In the coach was an old lady dozing in one corner, and at the window, evidently only just awake, sat a young girl
holding in both hands the ribbons of a white cap. With a face full of light and thought, full of a subtle, complex inner life, that was remote from Levin, she was gazing beyond him at the glow of the
sunrise.
At the very instant when this
apparition was vanishing, the
truthful eyes glanced at him. She recognized him, and her face lighted up with wondering delight.
He could not be
mistaken. There were no other eyes like those in the world. There was only one creature in the world that could concentrate for him all the
brightness and meaning of life. It was she. It was Kitty. He understood that she was driving to Ergushovo from the railway station. And everything that had been
stirring Levin during that
sleepless night, all the resolutions he had made, all vanished at once. He recalled with horror his dreams of marrying a peasant girl. There only, in the carriage that had crossed over to the other side of the road, and was rapidly disappearing, there only could he find the solution of the
riddle of his life, which had weighed so agonizingly upon him of late.

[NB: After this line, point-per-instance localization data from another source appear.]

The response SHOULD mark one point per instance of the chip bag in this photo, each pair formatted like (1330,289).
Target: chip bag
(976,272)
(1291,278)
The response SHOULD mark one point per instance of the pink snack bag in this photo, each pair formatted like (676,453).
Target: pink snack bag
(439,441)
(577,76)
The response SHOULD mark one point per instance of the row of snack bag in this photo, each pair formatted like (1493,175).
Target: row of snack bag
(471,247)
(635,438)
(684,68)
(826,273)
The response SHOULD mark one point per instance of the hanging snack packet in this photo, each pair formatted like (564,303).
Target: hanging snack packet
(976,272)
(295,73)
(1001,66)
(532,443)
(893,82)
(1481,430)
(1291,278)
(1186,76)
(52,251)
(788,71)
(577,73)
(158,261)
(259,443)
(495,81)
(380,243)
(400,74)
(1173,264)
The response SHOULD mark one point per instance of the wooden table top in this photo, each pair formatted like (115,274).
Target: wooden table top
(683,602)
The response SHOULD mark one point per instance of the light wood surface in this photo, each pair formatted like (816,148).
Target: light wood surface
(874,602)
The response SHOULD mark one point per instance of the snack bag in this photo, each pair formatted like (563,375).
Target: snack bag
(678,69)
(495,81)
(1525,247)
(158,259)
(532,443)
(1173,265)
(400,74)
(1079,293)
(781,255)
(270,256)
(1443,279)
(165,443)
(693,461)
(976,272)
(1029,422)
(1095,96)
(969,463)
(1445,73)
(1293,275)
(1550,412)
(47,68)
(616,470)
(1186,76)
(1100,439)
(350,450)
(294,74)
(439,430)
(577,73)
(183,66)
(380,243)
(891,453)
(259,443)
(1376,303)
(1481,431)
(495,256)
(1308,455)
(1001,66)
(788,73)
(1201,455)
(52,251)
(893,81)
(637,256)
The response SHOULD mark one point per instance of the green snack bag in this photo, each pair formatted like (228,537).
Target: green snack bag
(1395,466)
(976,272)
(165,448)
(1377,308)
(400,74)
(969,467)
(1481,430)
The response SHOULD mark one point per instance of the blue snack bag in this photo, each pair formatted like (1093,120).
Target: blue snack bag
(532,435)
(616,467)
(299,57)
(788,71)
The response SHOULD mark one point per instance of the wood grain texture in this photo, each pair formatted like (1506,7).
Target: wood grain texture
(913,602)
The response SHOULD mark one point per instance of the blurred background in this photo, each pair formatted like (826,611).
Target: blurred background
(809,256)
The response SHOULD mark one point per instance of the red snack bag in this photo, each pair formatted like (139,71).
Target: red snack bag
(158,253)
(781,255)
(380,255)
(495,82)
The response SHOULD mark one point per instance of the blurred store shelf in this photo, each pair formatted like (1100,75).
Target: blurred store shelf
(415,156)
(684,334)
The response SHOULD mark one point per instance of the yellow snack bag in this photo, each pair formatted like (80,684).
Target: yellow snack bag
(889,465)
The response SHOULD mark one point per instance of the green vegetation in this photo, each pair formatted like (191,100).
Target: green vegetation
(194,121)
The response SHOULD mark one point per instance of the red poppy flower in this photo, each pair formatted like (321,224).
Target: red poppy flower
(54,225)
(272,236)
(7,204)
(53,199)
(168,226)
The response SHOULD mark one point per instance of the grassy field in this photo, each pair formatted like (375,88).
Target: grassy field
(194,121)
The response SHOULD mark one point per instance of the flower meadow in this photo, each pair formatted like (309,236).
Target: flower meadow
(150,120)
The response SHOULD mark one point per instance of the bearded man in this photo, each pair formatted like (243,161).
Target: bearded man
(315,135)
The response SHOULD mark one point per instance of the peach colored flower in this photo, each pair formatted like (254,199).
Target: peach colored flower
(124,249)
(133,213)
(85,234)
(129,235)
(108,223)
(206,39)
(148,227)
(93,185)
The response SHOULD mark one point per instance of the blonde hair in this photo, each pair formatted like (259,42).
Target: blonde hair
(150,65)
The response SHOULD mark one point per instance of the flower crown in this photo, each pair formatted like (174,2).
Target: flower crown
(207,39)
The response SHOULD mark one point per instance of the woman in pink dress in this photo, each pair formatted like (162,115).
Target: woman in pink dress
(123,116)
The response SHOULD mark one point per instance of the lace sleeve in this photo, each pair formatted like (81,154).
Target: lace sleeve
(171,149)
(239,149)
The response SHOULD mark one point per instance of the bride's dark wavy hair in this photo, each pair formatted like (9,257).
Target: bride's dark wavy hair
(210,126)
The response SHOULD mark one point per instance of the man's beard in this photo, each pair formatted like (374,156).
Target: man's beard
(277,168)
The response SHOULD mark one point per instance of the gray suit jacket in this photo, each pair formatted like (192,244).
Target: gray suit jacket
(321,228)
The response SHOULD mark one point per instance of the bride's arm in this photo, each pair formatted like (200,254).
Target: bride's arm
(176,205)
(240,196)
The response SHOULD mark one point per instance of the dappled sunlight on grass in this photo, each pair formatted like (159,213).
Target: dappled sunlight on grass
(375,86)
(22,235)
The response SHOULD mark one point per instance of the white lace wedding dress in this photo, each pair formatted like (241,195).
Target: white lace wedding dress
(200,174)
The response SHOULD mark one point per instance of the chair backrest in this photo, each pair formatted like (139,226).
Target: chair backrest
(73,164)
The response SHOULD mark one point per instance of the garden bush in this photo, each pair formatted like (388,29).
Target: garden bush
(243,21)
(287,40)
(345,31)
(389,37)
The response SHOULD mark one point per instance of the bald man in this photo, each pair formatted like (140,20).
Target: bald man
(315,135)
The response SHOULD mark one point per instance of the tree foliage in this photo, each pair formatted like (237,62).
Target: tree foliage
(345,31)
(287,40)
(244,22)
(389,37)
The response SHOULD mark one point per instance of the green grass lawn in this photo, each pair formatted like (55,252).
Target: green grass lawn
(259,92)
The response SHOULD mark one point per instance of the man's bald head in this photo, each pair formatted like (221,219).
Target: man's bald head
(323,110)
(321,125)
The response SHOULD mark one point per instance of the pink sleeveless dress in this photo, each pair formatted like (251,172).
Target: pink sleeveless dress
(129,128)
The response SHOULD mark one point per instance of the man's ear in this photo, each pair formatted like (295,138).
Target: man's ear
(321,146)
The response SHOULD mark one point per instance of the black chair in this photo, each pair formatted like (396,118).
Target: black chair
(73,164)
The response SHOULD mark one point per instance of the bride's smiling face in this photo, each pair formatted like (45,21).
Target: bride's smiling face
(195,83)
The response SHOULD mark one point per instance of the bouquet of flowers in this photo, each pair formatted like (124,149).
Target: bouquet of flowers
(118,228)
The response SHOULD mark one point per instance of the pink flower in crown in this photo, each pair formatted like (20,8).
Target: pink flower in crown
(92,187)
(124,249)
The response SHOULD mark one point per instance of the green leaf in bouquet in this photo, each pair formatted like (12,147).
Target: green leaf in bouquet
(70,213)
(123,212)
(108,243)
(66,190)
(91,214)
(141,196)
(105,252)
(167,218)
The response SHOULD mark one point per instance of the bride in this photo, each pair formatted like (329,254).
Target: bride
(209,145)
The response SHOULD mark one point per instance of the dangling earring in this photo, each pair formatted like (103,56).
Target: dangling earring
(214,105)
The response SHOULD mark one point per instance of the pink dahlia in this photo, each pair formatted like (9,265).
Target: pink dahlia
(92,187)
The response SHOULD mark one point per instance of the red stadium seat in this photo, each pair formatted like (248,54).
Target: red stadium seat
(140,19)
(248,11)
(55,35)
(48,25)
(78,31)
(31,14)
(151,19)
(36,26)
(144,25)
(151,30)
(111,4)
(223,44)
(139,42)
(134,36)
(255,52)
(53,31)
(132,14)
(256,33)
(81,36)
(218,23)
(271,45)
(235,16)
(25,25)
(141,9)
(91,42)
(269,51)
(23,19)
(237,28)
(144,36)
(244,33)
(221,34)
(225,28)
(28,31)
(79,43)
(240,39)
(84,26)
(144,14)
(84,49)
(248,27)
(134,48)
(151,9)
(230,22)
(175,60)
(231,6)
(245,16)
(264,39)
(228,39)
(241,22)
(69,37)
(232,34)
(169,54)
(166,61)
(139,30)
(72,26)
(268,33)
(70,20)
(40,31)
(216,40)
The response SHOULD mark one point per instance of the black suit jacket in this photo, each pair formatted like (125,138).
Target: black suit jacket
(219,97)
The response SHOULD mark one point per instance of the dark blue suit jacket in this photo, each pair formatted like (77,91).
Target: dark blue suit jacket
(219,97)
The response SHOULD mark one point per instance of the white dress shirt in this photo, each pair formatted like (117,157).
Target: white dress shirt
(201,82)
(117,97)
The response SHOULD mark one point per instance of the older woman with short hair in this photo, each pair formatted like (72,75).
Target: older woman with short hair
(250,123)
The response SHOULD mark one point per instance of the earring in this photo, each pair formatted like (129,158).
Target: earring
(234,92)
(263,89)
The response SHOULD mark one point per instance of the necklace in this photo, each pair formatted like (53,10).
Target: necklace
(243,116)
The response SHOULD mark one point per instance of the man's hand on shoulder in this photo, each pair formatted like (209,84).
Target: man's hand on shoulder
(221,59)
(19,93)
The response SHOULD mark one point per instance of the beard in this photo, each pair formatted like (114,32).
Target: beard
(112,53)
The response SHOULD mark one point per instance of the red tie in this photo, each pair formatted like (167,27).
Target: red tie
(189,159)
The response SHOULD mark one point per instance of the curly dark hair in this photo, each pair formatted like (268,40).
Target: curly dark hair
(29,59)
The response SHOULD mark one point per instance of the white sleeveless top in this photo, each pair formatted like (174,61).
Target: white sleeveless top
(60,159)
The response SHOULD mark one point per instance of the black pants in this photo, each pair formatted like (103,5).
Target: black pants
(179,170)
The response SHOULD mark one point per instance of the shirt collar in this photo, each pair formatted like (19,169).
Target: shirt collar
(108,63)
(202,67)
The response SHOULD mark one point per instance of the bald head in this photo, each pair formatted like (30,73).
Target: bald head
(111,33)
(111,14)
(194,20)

She did not look out again. The sound of the carriage-springs was no longer
audible, the bells could scarcely be heard. The barking of dogs showed the carriage had reached the village, and all that was left was the empty fields all round, the village in front, and he himself isolated and apart from it all, wandering lonely along the deserted highroad.
He glanced at the sky, expecting to find there the cloud shell he had been admiring and
taking as the
symbol of the ideas and feelings of that night. There was nothing in the sky in the least like a shell. There, in the remote heights above, a mysterious change had been
accomplished. There was no trace of shell, and there was stretched over fully half the sky an even cover of tiny and ever tinier cloudlets. The sky had grown blue and bright; and with the same
softness, but with the same remoteness, it met his questioning gaze.
"No," he said to himself, "however good that life of
simplicity and toil may be, I cannot go back to it. I love HER."